NO WASTING TIME!

Sabtu, 16 Oktober 2010

Mewujudkan Kemandirian Pangan

Dimuat di Harian Joglosemar / Sabtu, 16/10/2010

Oleh Sutrisno
Pemerhati pertanian, guru di SMPN 1 Wonogiri

Tanggal 16 Oktober, diperingati sebagai Hari Pangan Sedunia (World Food Day/HPS). Peringatan HPS Ke-30 Tahun 2010 diselenggarakan di Kebun Puyung, Kabupaten Tengah, Nusa Tenggara Barat. Adapun tema HPS 2010 adalah “Kemandirian Pangan untuk Memerangi Kelaparan.”

Food and Agriculture Organization (FAO) menunjukkan, 840 juta penduduk dunia mengalami kelaparan dan kurang gizi. Dari jumlah ini, sekitar 214 juta atau 26 persen mengalami konsumsi kalori amat rendah sehingga tidak mampu bekerja atau mengurus diri sendiri. Sekurang-kurangnya 50 persen penduduk rawan pangan adalah petani miskin di negara berpendapatan rendah dan mengelola lahan marjinal yang penuh risiko, 22 persen adalah masyarakat desa miskin yang tidak memiliki lahan, 20 persen masyarakat miskin perkotaan, serta 8 persen sisanya adalah peternak, nelayan, dan masyarakat perambah hutan.

Sekitar 50 juta sampai 1 miliar petani terperangkap kemiskinan (poverty trap), sehingga mereka tidak mungkin mengadopsi teknologi untuk memperbaiki produktivitas dan amat terisolasi dari pasar. Karena itu, amat diperlukan upaya untuk meningkatkan produksi pangan di daerah yang berisiko lingkungan tinggi dan terpencil. Juga diperlukan upaya membuka lapangan kerja di luar perdesaan, termasuk agroindustri. Ini merupakan masalah global yang pelik sebab target Millennium Development Goals (MDGs) mengurangi kemiskinan 50 persen tahun 2015 sulit tercapai.

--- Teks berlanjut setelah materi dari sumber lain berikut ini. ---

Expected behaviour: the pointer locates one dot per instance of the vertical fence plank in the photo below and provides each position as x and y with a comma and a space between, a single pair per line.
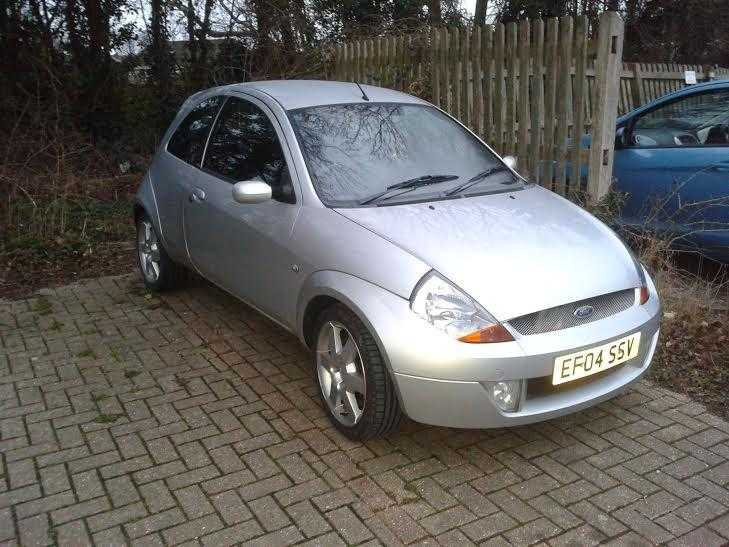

Sumber daya lahan merupakan aset yang paling vital dalam rangka pengadaan dan peningkatan produksi pangan. Akan tetapi, kenyataan membuktikan bahwa lahan yang tersedia dan yang dapat dipergunakan untuk pengadaan pangan sangatlah terbatas. Tanpa lahan yang cukup, produksi pangan akan sulit ditingkatkan sehingga persoalan kekurangan pangan akan tetap menjadi sebuah tragedi yang tak bisa dielakkan dan memilukan.

Tantangan pemerintah dalam pengadaan pangan selama ini, bukan saja terbentur pada faktor ketersediaan lahan subur yang terbatas, bahkan terus berkurang akibat proses alih fungsi dari semula lahan pertanian menjadi lahan nonpertanian, melainkan masih terdapat sederet permasalahan lain yang menjadi penyebabnya.
Upaya yang optimal dalam rangka memberdayakan lahan yang ada teramat sulit diwujudkan. Para pakar di bidang pertanian tidak mudah menemukan dan menerapkan varietas atau kultivar pangan unggul dengan tingkat produksi yang berlipat ganda. Serangan hama dan penyakit yang senantiasa mengancam aneka komoditas pangan setiap saat sangat sulit dikendalikan.

Demikian pula perubahan iklim yang tak menentu dan terjangan bencana alamm, adalah sederet penyebab nyata sulitnya meningkatkan produksi pangan pada posisi yang betul-betul mantap dan berkesinambungan selama ini. Terbatasnya sumber daya lahan bagi kepentingan pengadaan pangan dan bertambahnya jumlah penduduk menjadi tantangan serius bagi pemerintah.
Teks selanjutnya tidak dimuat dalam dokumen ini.